Several days of sleep deprivation can also significantly alter perception. You might experience hallucinations, which occur when you see something that isn’t there. Illusions are also common at this time.
Can food and water intake have any effect on this?
Not sleeping can change both your appetite and the types of foods you crave. Studies suggest that sleep deprivation is associated with both an increased appetite and an increased desire for foods associated with weight gain. However, consuming empty calories can ultimately leave you more tired.
Eating well may offset some of the effects of sleep deprivation, but only to an extent. Since your body is conserving energy, opt for lean, protein-rich foods, such as nuts and nut butter, cottage cheese, or tofu. Avoid fatty proteins, such as steak or cheese. These will make you sleepier.
Dehydration can exacerbate the effects of sleep deprivation — such as grogginess and difficulty concentrating — so it’s also important to drink plenty of water.
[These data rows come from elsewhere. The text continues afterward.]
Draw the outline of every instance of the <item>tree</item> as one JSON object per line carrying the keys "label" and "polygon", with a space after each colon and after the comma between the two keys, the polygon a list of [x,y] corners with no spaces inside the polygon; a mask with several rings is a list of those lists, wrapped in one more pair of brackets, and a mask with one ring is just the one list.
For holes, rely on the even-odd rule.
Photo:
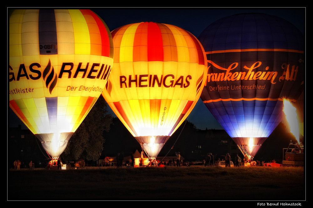
{"label": "tree", "polygon": [[100,96],[76,131],[61,155],[65,160],[84,159],[96,161],[103,149],[103,131],[108,131],[113,117],[108,106]]}

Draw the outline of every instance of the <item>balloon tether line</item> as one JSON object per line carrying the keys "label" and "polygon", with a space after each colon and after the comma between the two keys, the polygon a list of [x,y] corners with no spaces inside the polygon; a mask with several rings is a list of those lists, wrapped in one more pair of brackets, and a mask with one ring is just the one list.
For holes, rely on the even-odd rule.
{"label": "balloon tether line", "polygon": [[[178,140],[178,138],[179,137],[179,136],[180,136],[180,135],[182,134],[182,130],[184,130],[184,128],[185,128],[185,126],[186,125],[186,123],[187,123],[187,121],[188,120],[188,118],[189,117],[189,115],[188,115],[188,117],[187,117],[187,118],[186,118],[186,120],[185,120],[185,124],[184,124],[184,126],[183,126],[182,127],[182,131],[181,131],[180,133],[179,133],[179,135],[178,135],[178,136],[177,137],[177,138],[176,139],[176,141],[175,141],[175,142],[174,142],[174,144],[173,145],[173,146],[174,146],[176,143],[176,142],[177,141],[177,140]],[[171,149],[172,149],[172,148],[171,148]],[[167,152],[167,153],[165,155],[165,156],[164,156],[164,157],[163,157],[163,158],[162,158],[162,160],[161,160],[161,161],[162,161],[162,160],[163,160],[163,159],[164,159],[164,158],[165,158],[165,157],[166,157],[167,156],[167,154],[168,154],[168,153],[169,153],[170,151],[171,151],[171,150],[170,149]],[[157,164],[159,165],[159,163],[158,163]]]}

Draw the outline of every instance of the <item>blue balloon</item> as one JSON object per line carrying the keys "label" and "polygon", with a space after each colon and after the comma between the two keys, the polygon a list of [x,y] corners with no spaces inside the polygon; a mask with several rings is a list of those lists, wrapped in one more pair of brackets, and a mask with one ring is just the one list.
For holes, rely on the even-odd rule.
{"label": "blue balloon", "polygon": [[246,13],[216,21],[198,39],[208,62],[200,97],[254,156],[281,122],[283,99],[296,102],[303,91],[303,35],[280,17]]}

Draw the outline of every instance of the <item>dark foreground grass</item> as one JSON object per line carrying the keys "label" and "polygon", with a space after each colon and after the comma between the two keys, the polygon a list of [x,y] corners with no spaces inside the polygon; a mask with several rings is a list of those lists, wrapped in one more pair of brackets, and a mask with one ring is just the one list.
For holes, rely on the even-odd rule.
{"label": "dark foreground grass", "polygon": [[304,168],[87,167],[10,170],[8,199],[303,200]]}

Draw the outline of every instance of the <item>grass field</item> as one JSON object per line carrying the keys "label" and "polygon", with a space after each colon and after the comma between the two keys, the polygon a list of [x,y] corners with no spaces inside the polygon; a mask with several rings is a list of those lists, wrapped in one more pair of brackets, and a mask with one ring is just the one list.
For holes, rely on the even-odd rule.
{"label": "grass field", "polygon": [[11,200],[305,200],[303,167],[87,167],[8,172]]}

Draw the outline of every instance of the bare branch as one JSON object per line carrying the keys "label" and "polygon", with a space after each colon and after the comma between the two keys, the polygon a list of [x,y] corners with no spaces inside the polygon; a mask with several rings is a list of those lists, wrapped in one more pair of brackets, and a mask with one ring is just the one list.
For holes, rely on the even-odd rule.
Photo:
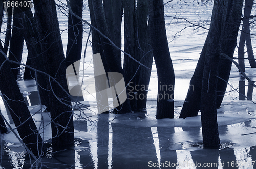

Chronic partial sleep deprivation is when you don’t get enough sleep on a regular basis. It’s different than pulling an all-nighter once in a while. It’s also more common than missing one or two nights of sleep in a row, as most people are likely to sleep for at least a few hours per night. Chronic partial sleep deprivation is associated with both short-term health risks and long-term complications.
Can a disease be behind my sleeping problems?
In some cases, sleep deprivation isn’t a choice. No matter how much we want or need to rest, our bodies simply aren’t having it.
A classic example of this is something called Morvan’s Syndrome. Subjects with this medical disorder were studied, and it was found out that people with this disorder sleep very little. Besides pain and sleeplessness, other symptoms of Morvan’s Syndrome include muscle twitching, sweating, and weight loss.
Up to 22 million Americans also may be suffering from sleep apnea. This disorder occurs when your airway becomes blocked, reducing or eliminating airflow. People with this condition can wake up several times per night, causing severe sleep deprivation if left untreated.
Restless Legs Syndrome (RLS) is a nervous system disorder that creates an uncontrollable urge to reposition your legs. It’s accompanied by uncomfortable tingling and twitching, commonly described as “pins and needles” or a “creepy-crawly” feeling. While this disorder is most common among middle-aged women, anyone can suffer from these symptoms.
What can I do to improve my sleeping?
Quality matters as much as quantity when it comes to sleep. Practicing good sleep hygiene can promote higher quality sleep. People can improve their sleep hygiene by taking certain actions that can lead to improved sleep quality and daytime alertness.
Sleep hygiene tips include maintaining a consistent sleep schedule by going to sleep and waking up at the same time each day, including at weekends. Removing electronic devices, such as smartphones, computers, and televisions, from the bedroom, also helps.